À cette maison techno, vulnérable aux pannes d'électricité, d'ordinateur ou de satellites, aux pirates informatiques et aux accidents climatiques, Mme Dubois oppose la maison simple et autonome reposant sur une «architecture de base».

Comme on savait les faire au temps de la colonie et dont l'art s'est progressivement perdu.

La maison aux murs épais qui reste fraîche l'été et tempérée l'hiver; un toit qui s'avance au-dessus des fenêtres pour bloquer les rayons brûlant des midis d'été et laisser entrer le soleil déclinant de l'hiver.

Une cuisine d'été pour ne pas surchauffer l'intérieur; un caveau à patates au frais au sous-sol, là où il faut aujourd'hui un frigo et un congélateur, parfois deux.

L'art de la maison autonome s'est prolongé dans les vieux quartiers de la ville; des logements ventilés avec fenêtres sur rue et sur la cour.

On ne le trouve plus dans les grands immeubles et tours de condos, constate Mme Dubois. Des logements «copiés-collés». Une seule façade sur l'extérieur, l'autre sur un corridor.

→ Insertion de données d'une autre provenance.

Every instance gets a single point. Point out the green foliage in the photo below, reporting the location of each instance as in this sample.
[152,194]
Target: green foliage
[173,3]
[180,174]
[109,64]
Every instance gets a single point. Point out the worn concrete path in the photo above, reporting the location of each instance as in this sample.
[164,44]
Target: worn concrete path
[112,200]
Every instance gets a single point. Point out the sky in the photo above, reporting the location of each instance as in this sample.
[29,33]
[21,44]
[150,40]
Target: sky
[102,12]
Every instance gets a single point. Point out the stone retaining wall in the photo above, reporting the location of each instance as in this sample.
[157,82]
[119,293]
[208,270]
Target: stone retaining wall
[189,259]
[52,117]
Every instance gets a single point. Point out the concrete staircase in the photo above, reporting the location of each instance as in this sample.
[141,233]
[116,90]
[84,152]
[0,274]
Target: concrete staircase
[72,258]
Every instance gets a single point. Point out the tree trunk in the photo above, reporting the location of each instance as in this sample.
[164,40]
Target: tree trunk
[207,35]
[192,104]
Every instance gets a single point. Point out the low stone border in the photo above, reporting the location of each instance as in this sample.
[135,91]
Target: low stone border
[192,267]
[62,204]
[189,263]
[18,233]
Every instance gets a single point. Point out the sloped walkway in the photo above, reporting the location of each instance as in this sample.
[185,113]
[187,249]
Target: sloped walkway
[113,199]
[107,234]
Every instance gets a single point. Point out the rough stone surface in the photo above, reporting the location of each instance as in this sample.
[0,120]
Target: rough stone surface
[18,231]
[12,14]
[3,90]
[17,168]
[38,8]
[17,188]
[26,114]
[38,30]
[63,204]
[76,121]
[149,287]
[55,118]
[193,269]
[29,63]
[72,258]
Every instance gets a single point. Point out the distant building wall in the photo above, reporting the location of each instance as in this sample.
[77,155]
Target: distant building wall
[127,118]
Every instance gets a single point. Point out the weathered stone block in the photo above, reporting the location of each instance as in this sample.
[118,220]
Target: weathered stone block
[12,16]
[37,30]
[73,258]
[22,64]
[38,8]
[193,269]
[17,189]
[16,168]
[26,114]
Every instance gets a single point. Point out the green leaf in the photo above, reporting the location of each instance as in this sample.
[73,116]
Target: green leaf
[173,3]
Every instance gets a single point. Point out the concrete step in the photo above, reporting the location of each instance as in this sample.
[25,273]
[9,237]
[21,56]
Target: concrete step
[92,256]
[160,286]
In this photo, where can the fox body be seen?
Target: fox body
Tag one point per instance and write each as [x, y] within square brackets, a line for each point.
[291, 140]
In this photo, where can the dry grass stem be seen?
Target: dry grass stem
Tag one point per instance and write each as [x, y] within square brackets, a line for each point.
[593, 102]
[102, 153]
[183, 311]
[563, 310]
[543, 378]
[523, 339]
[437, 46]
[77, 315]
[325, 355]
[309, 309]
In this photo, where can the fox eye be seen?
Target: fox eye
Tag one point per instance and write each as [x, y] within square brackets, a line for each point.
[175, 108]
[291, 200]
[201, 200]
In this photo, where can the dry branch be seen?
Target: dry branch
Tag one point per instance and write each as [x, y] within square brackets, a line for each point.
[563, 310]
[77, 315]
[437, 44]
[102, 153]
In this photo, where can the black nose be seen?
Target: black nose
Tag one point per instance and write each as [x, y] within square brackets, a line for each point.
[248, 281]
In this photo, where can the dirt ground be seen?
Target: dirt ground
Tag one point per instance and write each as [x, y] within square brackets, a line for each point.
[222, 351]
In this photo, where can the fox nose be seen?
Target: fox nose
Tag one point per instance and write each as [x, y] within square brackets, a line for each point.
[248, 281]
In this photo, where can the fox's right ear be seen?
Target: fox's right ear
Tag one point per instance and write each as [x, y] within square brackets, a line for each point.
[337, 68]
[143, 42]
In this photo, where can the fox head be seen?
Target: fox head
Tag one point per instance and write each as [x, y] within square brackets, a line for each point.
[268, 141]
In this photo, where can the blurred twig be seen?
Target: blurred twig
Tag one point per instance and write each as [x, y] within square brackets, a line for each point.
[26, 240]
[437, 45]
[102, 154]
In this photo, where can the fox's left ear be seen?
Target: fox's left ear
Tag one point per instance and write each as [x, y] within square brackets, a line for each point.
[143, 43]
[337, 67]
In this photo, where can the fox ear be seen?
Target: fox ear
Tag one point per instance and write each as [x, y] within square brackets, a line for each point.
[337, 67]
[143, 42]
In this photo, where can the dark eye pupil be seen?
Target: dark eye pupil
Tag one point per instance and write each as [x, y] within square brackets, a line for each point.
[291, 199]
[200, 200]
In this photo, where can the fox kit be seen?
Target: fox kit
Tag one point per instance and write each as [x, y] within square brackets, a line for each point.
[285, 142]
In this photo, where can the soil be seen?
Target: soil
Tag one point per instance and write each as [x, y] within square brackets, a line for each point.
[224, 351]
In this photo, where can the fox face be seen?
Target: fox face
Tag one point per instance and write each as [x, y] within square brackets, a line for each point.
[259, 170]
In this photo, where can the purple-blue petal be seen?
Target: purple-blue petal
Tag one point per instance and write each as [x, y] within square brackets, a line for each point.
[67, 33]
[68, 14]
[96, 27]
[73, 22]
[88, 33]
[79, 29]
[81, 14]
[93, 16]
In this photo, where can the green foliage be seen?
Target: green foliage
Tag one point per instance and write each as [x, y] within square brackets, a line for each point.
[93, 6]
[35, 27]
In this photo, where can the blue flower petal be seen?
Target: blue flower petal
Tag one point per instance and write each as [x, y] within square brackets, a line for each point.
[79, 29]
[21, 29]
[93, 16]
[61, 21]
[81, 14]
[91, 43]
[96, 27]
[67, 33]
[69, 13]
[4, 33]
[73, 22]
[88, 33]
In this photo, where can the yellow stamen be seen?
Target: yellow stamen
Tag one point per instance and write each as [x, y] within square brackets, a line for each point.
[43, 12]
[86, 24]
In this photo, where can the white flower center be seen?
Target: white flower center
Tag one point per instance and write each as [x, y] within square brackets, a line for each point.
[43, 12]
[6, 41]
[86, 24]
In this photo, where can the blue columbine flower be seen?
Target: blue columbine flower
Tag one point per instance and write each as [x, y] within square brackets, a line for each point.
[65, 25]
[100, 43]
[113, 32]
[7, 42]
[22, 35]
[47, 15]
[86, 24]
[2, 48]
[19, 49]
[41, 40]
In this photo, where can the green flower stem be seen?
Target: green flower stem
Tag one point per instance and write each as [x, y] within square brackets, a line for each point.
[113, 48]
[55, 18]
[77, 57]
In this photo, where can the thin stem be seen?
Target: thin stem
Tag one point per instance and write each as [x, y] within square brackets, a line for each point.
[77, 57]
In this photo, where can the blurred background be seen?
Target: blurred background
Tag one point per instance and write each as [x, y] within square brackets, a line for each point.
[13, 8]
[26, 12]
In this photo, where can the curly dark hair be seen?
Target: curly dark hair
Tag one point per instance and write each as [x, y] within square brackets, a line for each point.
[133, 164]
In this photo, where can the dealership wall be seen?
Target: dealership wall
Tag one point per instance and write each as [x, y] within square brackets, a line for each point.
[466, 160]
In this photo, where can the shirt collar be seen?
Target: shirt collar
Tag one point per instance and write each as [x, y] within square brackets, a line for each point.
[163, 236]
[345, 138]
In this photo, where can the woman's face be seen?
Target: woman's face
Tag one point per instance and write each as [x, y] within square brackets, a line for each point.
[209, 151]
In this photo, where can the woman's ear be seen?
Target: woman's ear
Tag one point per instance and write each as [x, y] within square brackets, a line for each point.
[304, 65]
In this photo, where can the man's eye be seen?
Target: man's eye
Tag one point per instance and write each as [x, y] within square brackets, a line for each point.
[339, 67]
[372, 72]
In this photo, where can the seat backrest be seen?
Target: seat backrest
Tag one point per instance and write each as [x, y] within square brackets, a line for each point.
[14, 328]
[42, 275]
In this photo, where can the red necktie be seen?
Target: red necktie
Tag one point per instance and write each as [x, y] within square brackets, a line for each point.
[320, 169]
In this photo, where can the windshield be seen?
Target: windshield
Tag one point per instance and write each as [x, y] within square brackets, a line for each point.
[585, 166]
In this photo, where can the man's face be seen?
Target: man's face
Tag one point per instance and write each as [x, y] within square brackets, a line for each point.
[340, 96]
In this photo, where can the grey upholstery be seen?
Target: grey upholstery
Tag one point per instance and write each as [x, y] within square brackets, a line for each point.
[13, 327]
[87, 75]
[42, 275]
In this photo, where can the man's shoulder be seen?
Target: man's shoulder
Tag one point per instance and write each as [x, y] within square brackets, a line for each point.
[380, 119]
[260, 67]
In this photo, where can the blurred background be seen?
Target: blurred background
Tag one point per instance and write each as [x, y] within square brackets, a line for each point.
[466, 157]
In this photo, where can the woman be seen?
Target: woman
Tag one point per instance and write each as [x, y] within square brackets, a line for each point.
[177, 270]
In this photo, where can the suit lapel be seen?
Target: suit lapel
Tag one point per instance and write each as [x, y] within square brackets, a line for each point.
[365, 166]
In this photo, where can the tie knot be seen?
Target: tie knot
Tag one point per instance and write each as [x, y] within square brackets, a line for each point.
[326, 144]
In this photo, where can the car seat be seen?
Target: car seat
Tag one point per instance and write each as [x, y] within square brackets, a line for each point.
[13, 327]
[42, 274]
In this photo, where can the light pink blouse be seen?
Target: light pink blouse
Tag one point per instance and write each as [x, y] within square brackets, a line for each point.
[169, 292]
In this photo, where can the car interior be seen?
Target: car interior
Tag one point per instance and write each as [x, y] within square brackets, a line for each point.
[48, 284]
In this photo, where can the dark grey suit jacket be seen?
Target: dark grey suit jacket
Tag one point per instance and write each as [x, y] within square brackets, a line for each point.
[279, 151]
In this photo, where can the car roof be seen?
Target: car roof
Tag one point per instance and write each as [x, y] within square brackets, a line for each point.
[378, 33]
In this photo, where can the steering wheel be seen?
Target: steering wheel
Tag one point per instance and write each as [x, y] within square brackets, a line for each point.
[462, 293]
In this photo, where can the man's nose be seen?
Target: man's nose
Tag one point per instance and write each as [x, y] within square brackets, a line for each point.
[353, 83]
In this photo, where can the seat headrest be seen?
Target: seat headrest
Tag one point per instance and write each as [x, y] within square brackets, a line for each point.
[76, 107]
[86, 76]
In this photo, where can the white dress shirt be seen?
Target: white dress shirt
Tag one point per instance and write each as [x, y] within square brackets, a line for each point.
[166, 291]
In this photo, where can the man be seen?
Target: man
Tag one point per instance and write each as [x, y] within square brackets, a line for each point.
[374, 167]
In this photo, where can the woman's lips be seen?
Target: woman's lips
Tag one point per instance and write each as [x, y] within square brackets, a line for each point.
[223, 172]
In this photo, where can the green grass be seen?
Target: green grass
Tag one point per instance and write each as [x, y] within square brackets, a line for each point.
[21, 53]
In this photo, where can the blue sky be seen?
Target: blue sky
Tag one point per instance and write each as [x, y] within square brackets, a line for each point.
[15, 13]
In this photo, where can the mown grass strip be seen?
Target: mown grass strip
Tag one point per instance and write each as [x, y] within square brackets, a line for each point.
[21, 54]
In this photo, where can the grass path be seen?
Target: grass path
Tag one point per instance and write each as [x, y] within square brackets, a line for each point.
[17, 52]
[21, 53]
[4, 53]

Pas d'éclairage et de ventilation de façon naturelle.

Ces grands immeubles répondent par contre à d'autres besoins, notamment pour des personnes âgées qui y trouvent la sécurité, des services, des voisins.

-----

Mme Dubois s'intéresse aux changements climatiques, essaye d'imaginer les impacts d'un réchauffement de trois degrés sur le Québec d'ici 2050.

Elle se souvient des conséquences du verglas de 1996. Comment se préparer à un coup dur avec une population qui vieillit et devient plus vulnérable?

Elle cible pour ses recherches les îlots de chaleur, mais sa réflexion éclaire aussi l'hiver. Peut-on imaginer des maisons et des quartiers plus autonomes et résistants au climat?

Il ne s'agit pas de renoncer au confort, à l'électricité ou aux technologies. Mais elle se méfie des gadgets qui seront rapidement désuets ou défaillants.

Elle prône une meilleure coordination entre architectes, ingénieurs et urbanistes pour faire les bons choix dès le début des projets.

S'il fallait résumer, la maison autonome serait...

1. Bien orientée, parce que bâtie dans une rue est-ouest pour profiter de l'éclairage naturel sur la façade sud.

2. Bien isolée et peut-être enserrée entre des maisons voisines, ce qui suggère un quartier d'une certaine densité.

3. Bien ventilée avec des ouvertures sur au moins deux façades extérieures. On y ferait circuler l'air en ouvrant les fenêtres plutôt qu'en activant l'échangeur d'air ou le climatiseur.

4. Tempérée naturellement, avec des aires ouvertes, des brise-soleil, un solarium ou une serre sur la façade sud.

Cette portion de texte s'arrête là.